3.1.3 How should we improve or change a model?
As mentioned above, conventionally, a lot of the human work of applied machine learning is involved in finding a good modeling approach for a given dataset. This can involve trying different learning algorithms, for instance swapping a neural network for a random forest (Breiman 2001), or changing the configuration or type of neurons in a neural network. This can also involve computing different representations, or features, of the data to be used as inputs into the model. For instance, when building models for musical audio analysis, it is common practice to use spectral representations rather than audio waveforms as inputs to the models, because these can result in better accuracy.

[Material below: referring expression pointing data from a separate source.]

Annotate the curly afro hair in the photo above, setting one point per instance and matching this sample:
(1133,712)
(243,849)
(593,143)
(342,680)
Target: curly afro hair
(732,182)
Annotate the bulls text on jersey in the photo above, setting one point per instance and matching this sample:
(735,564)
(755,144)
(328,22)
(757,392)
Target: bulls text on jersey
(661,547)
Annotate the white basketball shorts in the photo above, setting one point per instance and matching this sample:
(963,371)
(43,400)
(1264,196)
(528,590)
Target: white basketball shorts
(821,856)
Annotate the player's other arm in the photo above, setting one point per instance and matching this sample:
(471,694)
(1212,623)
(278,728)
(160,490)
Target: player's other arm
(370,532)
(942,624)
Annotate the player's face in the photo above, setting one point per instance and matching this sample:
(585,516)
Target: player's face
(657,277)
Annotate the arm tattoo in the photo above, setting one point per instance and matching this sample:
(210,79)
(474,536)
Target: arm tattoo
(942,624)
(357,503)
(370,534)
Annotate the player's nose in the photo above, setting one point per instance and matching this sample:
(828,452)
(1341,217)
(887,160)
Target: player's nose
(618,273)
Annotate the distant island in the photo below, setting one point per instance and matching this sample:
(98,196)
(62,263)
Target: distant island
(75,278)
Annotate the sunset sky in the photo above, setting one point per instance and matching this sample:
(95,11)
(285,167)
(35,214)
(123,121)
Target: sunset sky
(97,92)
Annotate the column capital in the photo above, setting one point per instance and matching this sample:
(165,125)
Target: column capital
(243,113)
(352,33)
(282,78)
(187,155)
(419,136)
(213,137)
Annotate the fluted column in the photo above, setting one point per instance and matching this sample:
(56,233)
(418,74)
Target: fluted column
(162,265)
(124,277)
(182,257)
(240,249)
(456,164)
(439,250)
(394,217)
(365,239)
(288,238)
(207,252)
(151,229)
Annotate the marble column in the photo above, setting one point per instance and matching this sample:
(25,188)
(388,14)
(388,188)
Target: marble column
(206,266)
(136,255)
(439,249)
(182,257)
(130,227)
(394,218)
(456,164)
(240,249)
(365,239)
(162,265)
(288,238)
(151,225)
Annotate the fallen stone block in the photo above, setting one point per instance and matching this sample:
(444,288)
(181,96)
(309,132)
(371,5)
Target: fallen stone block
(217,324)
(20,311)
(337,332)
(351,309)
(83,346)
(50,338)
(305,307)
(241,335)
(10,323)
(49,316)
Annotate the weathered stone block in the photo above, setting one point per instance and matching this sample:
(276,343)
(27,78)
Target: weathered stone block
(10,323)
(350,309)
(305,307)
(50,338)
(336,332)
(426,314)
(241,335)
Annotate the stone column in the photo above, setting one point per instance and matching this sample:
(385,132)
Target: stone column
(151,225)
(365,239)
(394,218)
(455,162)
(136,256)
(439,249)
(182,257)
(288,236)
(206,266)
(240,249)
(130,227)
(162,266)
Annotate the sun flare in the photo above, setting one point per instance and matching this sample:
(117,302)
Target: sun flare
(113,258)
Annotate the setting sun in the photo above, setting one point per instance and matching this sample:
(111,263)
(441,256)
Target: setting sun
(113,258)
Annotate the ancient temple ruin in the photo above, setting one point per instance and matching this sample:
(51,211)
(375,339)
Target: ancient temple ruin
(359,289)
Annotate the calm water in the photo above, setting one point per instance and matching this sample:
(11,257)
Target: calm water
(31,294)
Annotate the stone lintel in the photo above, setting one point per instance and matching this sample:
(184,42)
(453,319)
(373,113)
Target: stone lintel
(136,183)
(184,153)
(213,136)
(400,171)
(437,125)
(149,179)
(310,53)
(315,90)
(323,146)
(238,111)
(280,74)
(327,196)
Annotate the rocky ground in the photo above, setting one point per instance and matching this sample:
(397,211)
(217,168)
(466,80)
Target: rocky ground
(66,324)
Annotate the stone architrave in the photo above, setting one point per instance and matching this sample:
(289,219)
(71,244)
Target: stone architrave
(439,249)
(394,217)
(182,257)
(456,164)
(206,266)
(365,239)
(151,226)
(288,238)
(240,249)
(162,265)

Often, such work proceeds under the assumption that the training dataset is sufficient and thorough—that it is a good enough representation of the modeling task to be undertaken, and so effort focuses on the engineering and experimentation work of trying to find the best approach to modeling the patterns in that dataset.
When building an instrument, however, the barrier to providing additional training examples may be very low—particularly if the designer herself is the one demonstrating examples. When a designer tries out a model and discovers that it makes mistakes on particular variants of a hand gesture that is crucial to an intended performance—perhaps it makes mistakes when her wrist is a bit rotated, or when her hand is less well lit—it can be straightforward to remedy those model mistakes by simply providing additional training examples which illustrate the variants causing the mistakes. The learning algorithm can then build a new model from this augmented training set, and there is some reasonable hope that the new model will not make those same mistakes.
Further, it is notable that model mistakes are far from the only reason an instrument designer may wish to change a model. I may build a model, play with it, and wish to make it more complicated by adding capacity to respond to new movements. Or I may wish to change the sound associated with one of my movements to see if it feels more musically satisfying. Or I may wish to try adding a new sensor to my instrument to see if I can more accurately capture aspects of my movement. In all these cases, the appropriate starting point for modifying the model is to modify the training dataset.
If we also keep in mind that an instrument designer rarely knows exactly the form they want the instrument and mapping to take before they begin, but rather discovers these over time in a process of experimentation with the evolving instrument, the requirement to be able to dynamically retrain a model using many variations of a training set becomes even clearer.